Die sachliche Zuständigkeit der Träger der Eingliederungshilfe wird nach dem sogenannten „Lebensabschnittsmodell“ bestimmt. Demnach werden die kreisfreien Städte und Landkreise einheitlich für Kinder und Jugendliche mit Behinderung bis zum Ende der Schulzeit zuständig sein. Mit der Zuständigkeitsregelung auch für Kinder mit körperlicher und geistiger Behinderung wird Klarheit geschaffen. Dies entspricht weitgehend den bereits bestehenden Strukturen und stellt sicher, dass keine weitere Schnittstelle zur örtlichen Jugendhilfe entsteht.

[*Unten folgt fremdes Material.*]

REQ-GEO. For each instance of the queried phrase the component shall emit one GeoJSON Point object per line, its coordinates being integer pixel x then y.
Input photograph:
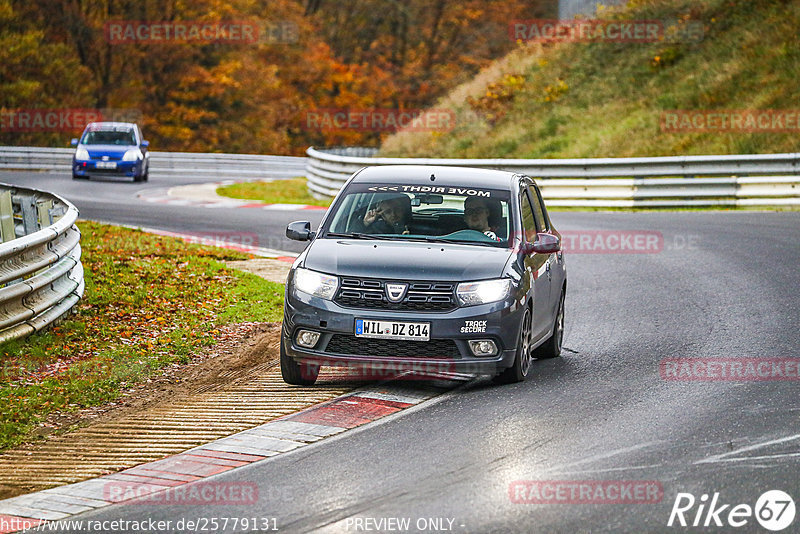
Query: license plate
{"type": "Point", "coordinates": [393, 330]}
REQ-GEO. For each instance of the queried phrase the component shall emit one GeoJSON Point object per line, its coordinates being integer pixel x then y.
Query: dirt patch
{"type": "Point", "coordinates": [243, 349]}
{"type": "Point", "coordinates": [240, 347]}
{"type": "Point", "coordinates": [272, 270]}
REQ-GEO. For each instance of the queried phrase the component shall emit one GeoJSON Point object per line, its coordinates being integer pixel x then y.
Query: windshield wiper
{"type": "Point", "coordinates": [354, 235]}
{"type": "Point", "coordinates": [431, 239]}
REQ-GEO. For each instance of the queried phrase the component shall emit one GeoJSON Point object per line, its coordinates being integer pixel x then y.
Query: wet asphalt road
{"type": "Point", "coordinates": [723, 285]}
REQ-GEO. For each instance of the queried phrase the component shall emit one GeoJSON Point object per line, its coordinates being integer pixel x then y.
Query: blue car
{"type": "Point", "coordinates": [111, 149]}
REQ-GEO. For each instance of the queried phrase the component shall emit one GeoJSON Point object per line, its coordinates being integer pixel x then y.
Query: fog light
{"type": "Point", "coordinates": [307, 338]}
{"type": "Point", "coordinates": [483, 347]}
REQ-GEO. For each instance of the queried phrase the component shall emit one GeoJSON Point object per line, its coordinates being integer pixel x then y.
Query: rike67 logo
{"type": "Point", "coordinates": [774, 510]}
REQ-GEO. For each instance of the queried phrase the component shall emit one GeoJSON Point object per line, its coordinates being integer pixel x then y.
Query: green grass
{"type": "Point", "coordinates": [291, 191]}
{"type": "Point", "coordinates": [606, 99]}
{"type": "Point", "coordinates": [150, 302]}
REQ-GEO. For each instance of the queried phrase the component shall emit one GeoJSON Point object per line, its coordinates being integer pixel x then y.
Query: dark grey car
{"type": "Point", "coordinates": [426, 269]}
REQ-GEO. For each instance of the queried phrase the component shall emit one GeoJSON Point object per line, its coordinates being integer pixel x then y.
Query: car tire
{"type": "Point", "coordinates": [522, 360]}
{"type": "Point", "coordinates": [552, 347]}
{"type": "Point", "coordinates": [297, 374]}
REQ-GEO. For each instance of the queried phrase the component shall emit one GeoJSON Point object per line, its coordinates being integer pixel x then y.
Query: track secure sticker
{"type": "Point", "coordinates": [432, 189]}
{"type": "Point", "coordinates": [473, 327]}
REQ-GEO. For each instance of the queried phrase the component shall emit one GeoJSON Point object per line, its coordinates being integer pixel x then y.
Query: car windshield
{"type": "Point", "coordinates": [448, 213]}
{"type": "Point", "coordinates": [109, 137]}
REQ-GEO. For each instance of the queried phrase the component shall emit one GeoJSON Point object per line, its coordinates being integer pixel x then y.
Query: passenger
{"type": "Point", "coordinates": [390, 216]}
{"type": "Point", "coordinates": [482, 215]}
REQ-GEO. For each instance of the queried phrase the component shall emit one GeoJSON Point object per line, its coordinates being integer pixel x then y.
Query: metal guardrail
{"type": "Point", "coordinates": [41, 276]}
{"type": "Point", "coordinates": [742, 180]}
{"type": "Point", "coordinates": [164, 164]}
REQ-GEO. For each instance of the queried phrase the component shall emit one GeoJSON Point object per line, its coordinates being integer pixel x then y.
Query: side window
{"type": "Point", "coordinates": [538, 209]}
{"type": "Point", "coordinates": [528, 220]}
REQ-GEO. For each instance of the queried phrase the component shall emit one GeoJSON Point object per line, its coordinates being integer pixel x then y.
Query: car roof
{"type": "Point", "coordinates": [109, 125]}
{"type": "Point", "coordinates": [445, 175]}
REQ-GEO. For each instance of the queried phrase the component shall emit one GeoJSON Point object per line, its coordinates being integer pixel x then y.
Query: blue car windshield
{"type": "Point", "coordinates": [109, 137]}
{"type": "Point", "coordinates": [447, 213]}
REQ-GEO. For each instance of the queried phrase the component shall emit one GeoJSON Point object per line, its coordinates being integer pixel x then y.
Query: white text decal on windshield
{"type": "Point", "coordinates": [448, 190]}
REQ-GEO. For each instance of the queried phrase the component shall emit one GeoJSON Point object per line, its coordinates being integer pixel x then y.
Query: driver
{"type": "Point", "coordinates": [390, 216]}
{"type": "Point", "coordinates": [480, 215]}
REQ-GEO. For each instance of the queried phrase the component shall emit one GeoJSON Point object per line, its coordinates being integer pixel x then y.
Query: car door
{"type": "Point", "coordinates": [555, 262]}
{"type": "Point", "coordinates": [536, 268]}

Die Fachleistungen der Eingliederungshilfe liegen damit in einer Hand auf der örtlichen Ebene. Mit Abschluss der Schulzeit endet die Zuständigkeit der Kommunen. Danach ist der Landeswohlfahrtsverband Hessen bis zum Erreichen der individuellen Regelaltersgrenze und auch darüber hinaus zuständig, um einen erneuten Zuständigkeitswechsel zu vermeiden.

Der Landeswohlfahrtsverband bleibt somit maßgeblicher Träger der Eingliederungshilfe. Dieser hat auf diesem Feld eine sehr gute Arbeit geleistet und hat die nötige Erfahrung sowie das erforderliche Fachwissen, um bei einer so wichtigen Aufgabe eine Kontinuität in der Arbeit für Menschen mit Behinderungen zu garantieren“, so der Hessische Minister für Soziales und Integration, Stefan Grüttner.